Commenting on the report Mr. Gerard O’Leary, Programme Manager, in the EPA’s Office of Environmental Enforcement said:
“This level of performance is poor and needs to improve. In order to meet EU targets further investment in infrastructure is required and we need a step change in the operation and maintenance of these valuable assets.”
This report, the eighth in the series, is the first review of the operation of waste water treatment plants at 529 urban areas since they became subject to a new licensing regime being rolled out by the EPA. The main findings are as follows:
- 46% of waste water treatment plants did not meet all waste water quality standards or EPA guidelines.

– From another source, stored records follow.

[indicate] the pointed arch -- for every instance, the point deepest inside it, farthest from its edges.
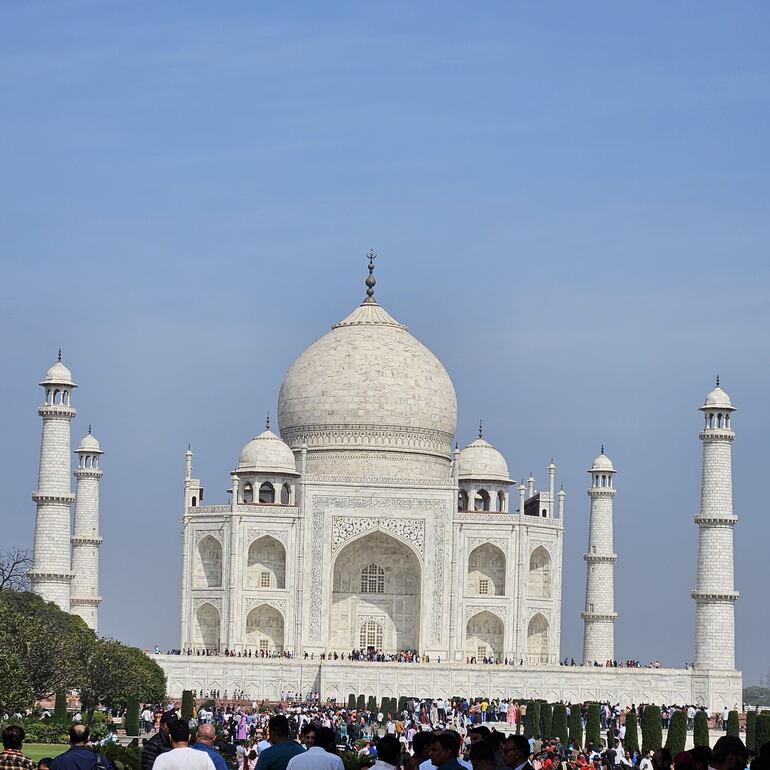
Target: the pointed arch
(207, 626)
(208, 563)
(540, 574)
(537, 639)
(265, 629)
(484, 636)
(266, 564)
(486, 571)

- Eleven large urban areas do not meet the Urban Waste Water Treatment Directive (UWWTD) requirement to have secondary treatment in place (Table 1). These include, for example, Bray and Ringaskiddy where the provision of treatment is now ten years overdue; Clifden, where the old plant is impacting on bathing water; and Moville where discharges are causing serious pollution to the River Bredagh.

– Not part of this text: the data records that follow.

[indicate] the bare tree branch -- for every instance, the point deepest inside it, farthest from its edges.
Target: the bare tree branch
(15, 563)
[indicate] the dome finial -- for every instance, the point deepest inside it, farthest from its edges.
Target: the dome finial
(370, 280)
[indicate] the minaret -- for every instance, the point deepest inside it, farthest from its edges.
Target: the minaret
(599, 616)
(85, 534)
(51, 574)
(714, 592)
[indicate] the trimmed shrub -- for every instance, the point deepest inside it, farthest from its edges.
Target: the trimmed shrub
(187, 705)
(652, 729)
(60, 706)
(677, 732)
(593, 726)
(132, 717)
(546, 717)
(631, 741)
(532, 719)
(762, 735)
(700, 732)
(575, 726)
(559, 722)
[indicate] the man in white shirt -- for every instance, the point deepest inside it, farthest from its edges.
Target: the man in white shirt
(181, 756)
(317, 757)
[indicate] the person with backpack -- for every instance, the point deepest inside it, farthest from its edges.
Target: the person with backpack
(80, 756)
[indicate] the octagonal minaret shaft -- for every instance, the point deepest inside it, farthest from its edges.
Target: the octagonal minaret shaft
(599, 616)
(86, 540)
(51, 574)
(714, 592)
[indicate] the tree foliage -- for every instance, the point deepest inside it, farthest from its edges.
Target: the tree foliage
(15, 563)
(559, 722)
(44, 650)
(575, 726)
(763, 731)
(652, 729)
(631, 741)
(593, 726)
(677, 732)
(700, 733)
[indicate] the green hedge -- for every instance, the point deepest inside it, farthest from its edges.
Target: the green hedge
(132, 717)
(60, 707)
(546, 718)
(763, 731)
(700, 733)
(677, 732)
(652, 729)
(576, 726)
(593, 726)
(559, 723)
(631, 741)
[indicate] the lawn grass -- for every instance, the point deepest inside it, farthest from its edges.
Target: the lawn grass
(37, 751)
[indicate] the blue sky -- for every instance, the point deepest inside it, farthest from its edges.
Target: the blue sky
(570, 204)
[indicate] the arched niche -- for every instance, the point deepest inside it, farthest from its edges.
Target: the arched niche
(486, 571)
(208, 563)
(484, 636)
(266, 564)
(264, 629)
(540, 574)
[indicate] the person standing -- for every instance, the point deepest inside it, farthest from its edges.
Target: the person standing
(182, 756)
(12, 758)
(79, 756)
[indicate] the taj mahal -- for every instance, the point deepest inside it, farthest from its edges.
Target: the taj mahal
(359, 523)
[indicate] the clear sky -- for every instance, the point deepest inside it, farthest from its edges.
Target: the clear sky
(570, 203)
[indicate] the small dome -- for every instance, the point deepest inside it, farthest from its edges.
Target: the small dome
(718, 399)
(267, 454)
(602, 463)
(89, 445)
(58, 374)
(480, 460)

- Eight urban areas do not meet the UWWTD requirement to provide nutrient reduction in addition to secondary treatment for discharges to sensitive water areas by specified dates (Table 2). Because these relate to more sensitive environments a higher level of treatment is required – in these cases, nutrients such as phosphorus and nitrogen have to be removed. Areas affected include the cities of Cork, Dublin and Kilkenny.
- The EPA expects that by 2015 the necessary treatment will be in place for the large urban centres – work to be completed by the relevant local authorities.
Commenting on the Report, Dara Lynott, Director, Office of Environmental Enforcement said:
“Meeting our EU targets will require substantial and sustained investment. However, the benefits of such investment extend beyond water quality, as clean water is a pre-requisite for our tourism, food, agriculture and manufacturing industries.”
Since the last report, there has been significant improvement in the monitoring of waste water treatment plants. In 2007, 112 plants did not take sufficient samples; this figure has reduced to 38 in the current report.
“We are pleased to see this increase in monitoring – that was an area we highlighted in the last report. The issues we are highlighting today, in particular, operation and maintenance, now need to be prioritised in the coming years,” Dara Lynott concluded.
Urban Waste Water Treatment Directive: The Urban Waste Water Treatment Directive (91/271/EEC) has requirements for sewerage systems (or waste water collection systems) to be provided and sets deadlines for the provision of sewage treatment. The main requirements of the UWWTD are as follows:
- Scheduled provision of waste water collecting systems and treatment plants based on the size of the agglomeration and the type of water body to which the waste water is discharged (freshwater, estuarine or coastal, sensitive or non-sensitive).
- Monitoring by water services authorities (including frequency of monitoring) of discharges from waste water treatment plants.
In Ireland the Urban Waste Water Treatment Regulations, 2001 (S.I. No. 254 of 2001), as amended, give effect to the Urban Waste Water Treatment Directive (91/271/EEC).
The EU urban waste water treatment Directive requires compliance with waste water quality standards and typically, twelve samples per year are required from each plant. Each sample must comply with individual quality standards set for three parameters BOD, COD and SS. There are additional requirements for discharges to nutrient sensitive waters.
EU Water Framework Directive: the WFD requires member states to take a holistic approach to managing their water resources. It applies to rivers, lakes, groundwater, estuaries and coastal waters. Member States must aim to achieve good status in all waters by 2015 and must ensure that status does not deteriorate in any waters.
The Waste Water Discharge (Authorisation) Regulations 2007 introduced a licensing system for urban waste water discharges to drive improvements in water quality in Ireland. The EPA has received 529 licence applications and 515 applications for certificates of authorisation. To date it has granted 190 licences and 512 certificates.
The Urban Waste Water Treatment report is available on the EPA website.